- Born: October 14, 1941 (age 84) Askildrup, Denmark
- Known for: Curator of exhibitions and publications of Canadian abstract art
- Spouse: Lori J. Walters ​(m. 2007)​

Academic background
- Education: University of British Columbia (BA, MA); New York University (PhD);
- Thesis: Willumsen and Symbolist Art 1888–1910 (1973)

= Roald Nasgaard =

Canadian curator, art historian (born 1941)

Roald Nasgaard (born October 14, 1941) is a champion of abstract art in Canada.

==Career==
Roald Nasgaard received his B.A. from the University of British Columbia in 1965; his M.A. from the University of British Columbia in 1967; and his Ph.D. from the New York University Institute of Fine Arts. He began his career as a lecturer and assistant professor at the University of Guelph (1971–1975), then served as the curator of contemporary art at the Art Gallery of Ontario (AGO), Toronto (1975–1978), chief curator (1978–1989), and deputy director and chief curator (1989–1993). In his role as chief curator, he oversaw the expansion of the gallery's permanent collection, as well as organizing many exhibitions, often of Canadian abstract art and important international exhibitions such as Gerhard Richter: Paintings (1988), Richter's first retrospective exhibition in North America, as well as working with Germano Celant on The European Iceberg: Creativity in Germany and Italy Today (1985). In 1993, he became senior curator of research (1993). He then served as chair of the department of art at Florida State University, Tallahassee (1995–2006), and as professor of art history, since 2006. He is now professor emeritus of that institution.

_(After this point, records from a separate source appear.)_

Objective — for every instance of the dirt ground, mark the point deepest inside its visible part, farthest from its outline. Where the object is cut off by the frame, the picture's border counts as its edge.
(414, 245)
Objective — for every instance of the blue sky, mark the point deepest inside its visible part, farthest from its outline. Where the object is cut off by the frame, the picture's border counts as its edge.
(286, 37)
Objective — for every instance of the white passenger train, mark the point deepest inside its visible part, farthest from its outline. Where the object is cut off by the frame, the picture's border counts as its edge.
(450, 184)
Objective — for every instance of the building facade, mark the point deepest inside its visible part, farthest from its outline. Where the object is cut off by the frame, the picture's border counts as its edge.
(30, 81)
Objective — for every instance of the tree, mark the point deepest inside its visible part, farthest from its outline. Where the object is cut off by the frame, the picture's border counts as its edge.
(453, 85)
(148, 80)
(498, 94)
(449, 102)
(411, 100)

He was co-organizer of the programming of the Institute of Modern and Contemporary Art, Calgary, Canada; visiting lecturer, University of Guelph, and York University and visiting lecturer, adjunct professor at the University of Toronto. He was also a research fellow at the National Gallery of Canada Library and Archives (summer 2002).

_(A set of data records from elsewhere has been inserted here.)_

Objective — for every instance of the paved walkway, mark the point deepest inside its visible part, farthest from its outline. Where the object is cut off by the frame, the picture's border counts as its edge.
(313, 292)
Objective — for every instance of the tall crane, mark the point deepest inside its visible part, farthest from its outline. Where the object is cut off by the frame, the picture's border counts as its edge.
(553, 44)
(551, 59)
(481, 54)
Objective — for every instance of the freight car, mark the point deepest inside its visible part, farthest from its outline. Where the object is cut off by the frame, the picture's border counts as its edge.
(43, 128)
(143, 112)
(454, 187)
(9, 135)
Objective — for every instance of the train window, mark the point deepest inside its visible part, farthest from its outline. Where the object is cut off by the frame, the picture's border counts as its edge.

His exhibition The Urge to Abstraction opened in 2007 at the Varley Art Gallery in Markham, Ontario. His traveling exhibition for the Varley Art Gallery, The Automatiste Revolution: Montreal 1941–1960 was exhibited at the Albright-Knox Gallery in Buffalo in 2009. He co-curated The Plasticiens and Beyond: Montreal, 1955–1970 in 2013 at the Musée national des beaux-arts du Québec and the Varley Art Gallery. In 2016, he was one of the curators of Mystical Landscapes: Masterpieces from Monet, Van Gogh and More (AGO and Musée d'Orsay) and in 2017 curated Higher States: Lawren Harris and his American Contemporaries (McMichael Canadian Art Collection and the Glenbow Museum).

==Awards and honours==
Nasgaard won an Ontario Art Galleries Association Curatorial Writing Award in 1991 for his essay in Individualités: 14 Contemporary Artists from France. He has held several Canada Council fellowships (1967–1968), (1970–1971) and grants as well as a Research Fellowship at the National Gallery of Canada Library and Archives (2002) and a Cornerstone (AHPEG) Grant, FSU (2006–2007). He was made an Officer of the Order of Canada in 2012. He also has been a member of the Toronto Public Art Commission and of the Gershon Iskowitz Foundation.

==Bibliography==

===Exhibition Catalogues===

Nasgaard has been the author of many exhibition catalogues, including, among others: Yves Gaucher: A Fifteen-Year Perspective (1979), Structures for Behaviour: New Sculptures by Robert Morris, David Rabinowitch, Richard Serra and George Trakas (1978), and The Mystic North: Symbolist Landscape Painting in Northern Europe and North America, 1890-1940 (1984) which Artforum magazine called a "sweeping survey of Symbolist landscape painting in Northern Europe and North America", adding the catalogue was "fine". It said that Nasgaard had located a "European ancestry for early Modern Canadian painting".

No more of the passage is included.